6. Billing and Payment System (Optional)
If we want to add a billing system, we need to track the time when a vehicle enters and exits the parking lot to calculate the fee.
We can use the following fee structure:
- Motorcycles: ₹10 per hour.
- Cars: ₹20 per hour.
- Trucks: ₹30 per hour.
When a vehicle enters, we store the entry time. When the vehicle exits, we calculate the parking duration and multiply by the rate.
type Ticket struct {
Vehicle Vehicle
EntryTime time.Time
ExitTime time.Time
}
func (t *Ticket) CalculateFee() float64 {
duration := t.ExitTime.Sub(t.EntryTime).Hours()
rate := 0.0
switch t.Vehicle.VehicleType {
case "motorcycle":
rate = 10.0
case "car":
rate = 20.0
case "truck":
rate = 30.0
}
return rate * duration
}
7. Concurrency and Scalability
a) Concurrency Handling
Multiple vehicles can enter/exit simultaneously. Therefore, it is essential to handle concurrency in a thread-safe manner.
- Synchronization: Use mutex locks to ensure that multiple threads don’t update parking spots simultaneously.
- Atomic Operations: For spot allocation, ensure the operation of assigning a spot and marking it as occupied is atomic to prevent race conditions.
b) Scaling Horizontally
- For very large parking lots, we can scale horizontally by having multiple
ParkingLot
instances distributed across different geographic locations. Each parking lot instance would manage its own levels and spots.
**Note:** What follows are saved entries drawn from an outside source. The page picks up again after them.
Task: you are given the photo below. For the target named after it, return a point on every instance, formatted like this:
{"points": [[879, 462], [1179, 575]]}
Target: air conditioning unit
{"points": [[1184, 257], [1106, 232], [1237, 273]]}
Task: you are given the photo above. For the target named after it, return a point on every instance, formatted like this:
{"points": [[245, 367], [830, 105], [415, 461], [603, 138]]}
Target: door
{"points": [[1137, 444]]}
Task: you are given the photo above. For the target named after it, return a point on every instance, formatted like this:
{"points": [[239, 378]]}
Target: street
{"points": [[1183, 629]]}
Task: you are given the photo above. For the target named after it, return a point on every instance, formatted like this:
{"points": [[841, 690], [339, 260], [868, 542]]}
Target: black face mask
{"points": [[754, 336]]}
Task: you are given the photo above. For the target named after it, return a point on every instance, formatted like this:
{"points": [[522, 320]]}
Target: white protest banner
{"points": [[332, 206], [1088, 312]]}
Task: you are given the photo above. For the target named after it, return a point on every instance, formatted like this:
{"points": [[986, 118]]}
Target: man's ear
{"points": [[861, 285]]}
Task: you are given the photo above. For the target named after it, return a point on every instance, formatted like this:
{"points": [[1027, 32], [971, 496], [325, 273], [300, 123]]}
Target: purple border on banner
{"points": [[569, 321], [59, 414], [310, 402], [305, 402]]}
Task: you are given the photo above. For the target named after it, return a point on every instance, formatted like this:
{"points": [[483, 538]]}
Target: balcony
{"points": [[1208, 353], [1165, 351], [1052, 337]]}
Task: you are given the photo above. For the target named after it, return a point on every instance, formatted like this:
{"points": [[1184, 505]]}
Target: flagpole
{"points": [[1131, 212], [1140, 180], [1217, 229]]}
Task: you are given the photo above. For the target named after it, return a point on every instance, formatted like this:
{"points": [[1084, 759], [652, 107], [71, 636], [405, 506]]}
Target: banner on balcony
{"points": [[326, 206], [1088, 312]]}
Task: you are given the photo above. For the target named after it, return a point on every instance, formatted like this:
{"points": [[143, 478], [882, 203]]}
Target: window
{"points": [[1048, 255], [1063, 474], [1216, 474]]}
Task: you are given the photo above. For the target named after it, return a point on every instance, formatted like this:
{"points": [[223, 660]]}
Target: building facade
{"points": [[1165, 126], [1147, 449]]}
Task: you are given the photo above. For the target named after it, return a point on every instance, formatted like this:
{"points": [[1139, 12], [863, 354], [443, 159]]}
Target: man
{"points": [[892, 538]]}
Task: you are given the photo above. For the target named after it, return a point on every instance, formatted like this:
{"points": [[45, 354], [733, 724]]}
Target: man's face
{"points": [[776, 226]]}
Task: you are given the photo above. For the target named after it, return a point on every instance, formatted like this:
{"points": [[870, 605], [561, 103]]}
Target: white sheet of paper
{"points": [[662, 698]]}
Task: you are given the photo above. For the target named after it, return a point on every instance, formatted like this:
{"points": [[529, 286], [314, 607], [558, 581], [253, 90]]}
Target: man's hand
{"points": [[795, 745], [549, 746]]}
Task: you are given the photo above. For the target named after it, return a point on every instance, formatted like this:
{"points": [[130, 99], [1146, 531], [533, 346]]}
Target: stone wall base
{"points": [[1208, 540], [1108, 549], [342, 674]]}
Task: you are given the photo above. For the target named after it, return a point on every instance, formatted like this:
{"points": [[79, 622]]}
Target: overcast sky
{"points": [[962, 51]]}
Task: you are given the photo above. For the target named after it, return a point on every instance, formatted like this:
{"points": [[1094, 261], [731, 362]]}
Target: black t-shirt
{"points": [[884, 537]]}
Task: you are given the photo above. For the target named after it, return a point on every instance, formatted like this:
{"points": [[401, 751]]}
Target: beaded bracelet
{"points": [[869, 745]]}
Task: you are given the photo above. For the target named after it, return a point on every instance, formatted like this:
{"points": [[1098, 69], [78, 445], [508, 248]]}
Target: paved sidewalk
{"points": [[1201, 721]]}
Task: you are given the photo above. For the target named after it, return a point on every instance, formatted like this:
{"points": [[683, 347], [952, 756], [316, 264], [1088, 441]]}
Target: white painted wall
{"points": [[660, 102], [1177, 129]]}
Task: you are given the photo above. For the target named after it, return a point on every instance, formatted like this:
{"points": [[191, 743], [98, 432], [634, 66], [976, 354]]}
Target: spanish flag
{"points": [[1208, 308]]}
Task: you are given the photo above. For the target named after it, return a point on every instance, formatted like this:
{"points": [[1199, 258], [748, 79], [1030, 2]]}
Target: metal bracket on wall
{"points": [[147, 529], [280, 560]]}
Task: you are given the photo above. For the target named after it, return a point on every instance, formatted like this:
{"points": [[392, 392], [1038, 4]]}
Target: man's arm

8. Optimizing System Performance
a) Caching
For large-scale parking lots, caching can be employed to store the most frequently used data, like available spots on each level. This reduces the number of database queries and improves the system's responsiveness.
b) Database Partitioning
For large systems, the parking lot data can be partitioned by levels. Each level can be stored in a different partition to balance the load and improve read/write performance.
9. Failure Handling
- Database Failover: Implement database replication to ensure that if the primary database fails, the replica can take over.
- High Availability: Use a load balancer to distribute incoming requests across multiple instances of the system to handle traffic spikes and server failures.